Book Review: Galeano’s Mirrors: Stories of Almost Everyone

Mirrors: Stories of Almost EveryoneMirrors: Stories of Almost Everyone by Eduardo Hughes Galeano

My rating: 4 of 5 stars

I read Eduardo Galeano’s Memory of Fire trilogy when I was in my late teens. I wore it with pride, as it seemed to represent a lot of what I wanted to be. As a young lefty, that someone had rewritten the history of the world from the view of the oppressed, had uncovered alternative narratives, and infused them with a passion for social justice, was a lovely gift.

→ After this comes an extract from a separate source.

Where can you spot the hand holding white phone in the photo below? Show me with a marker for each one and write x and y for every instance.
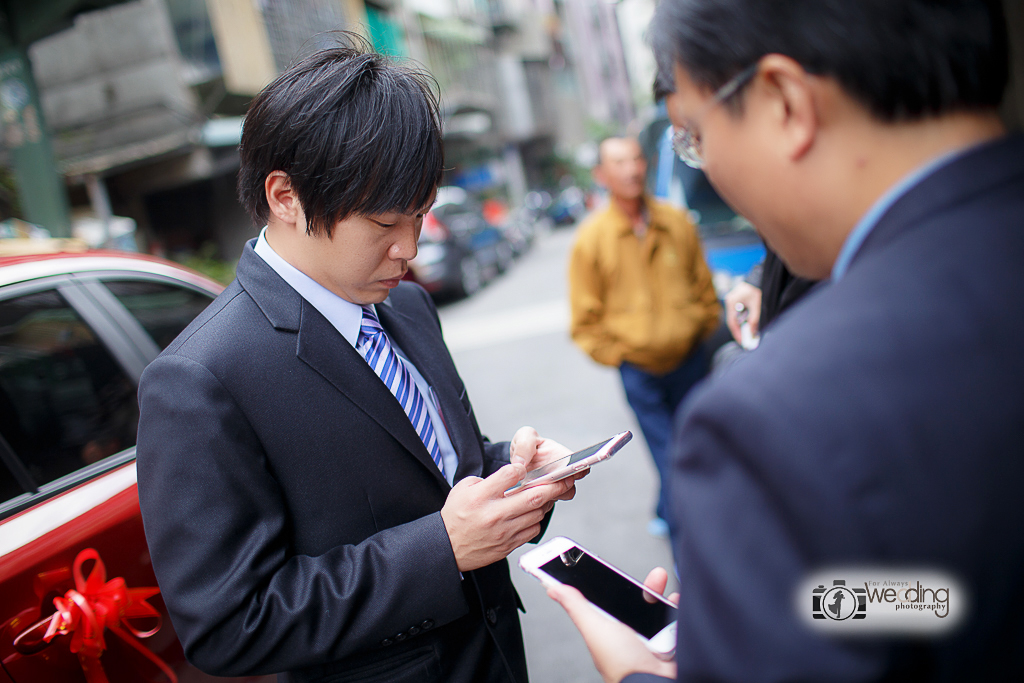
(609, 591)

And politics aside, the amazing myth-telling from the first of trilogy, with the origins of the earth and peoples and languages, was poetic and magnificent.

Years later, I stumble upon ‘Mirrors’ in a used bookstore, and buy it, mostly through sentimentality! In a strange way, it seems a retelling of the original trilogy: it begins with origins of the world and ends somewhere in our modern day. Twenty-five years later and he is writing in a similar style about similar injustices. Because of this, I didn’t feel particularly engaged by the book, I’d dip in and out of it, enjoy the vignettes and poetry of it, but somehow in the last third, I was captured into the way he had grouped the vignettes into loose themes, how he would dance across continents before moving into another exploration.

It really is a depressing telling though, this history of the world. I think it’s encapsulated for me in his vignette entitled ‘Only Human’ that occurs just after the halfway point of the book. ‘We puny humans:’ he begins, and then lists some of our traits, ‘exterminators of everything…ones who poison the water they drink… the only ones who kill for fun… who rape’. And then his list of positive characteristics is about half as long as those that were negative: ‘also/the only ones who laugh…daydream…find beauty in rubbish’.

And I’d think that this is what a reader will end up with in general: one-third inspired by his beautiful writing and impressed with his passion for uncovering the voices and histories of the oppressed; two-thirds depressed by the terrible machinations of the world.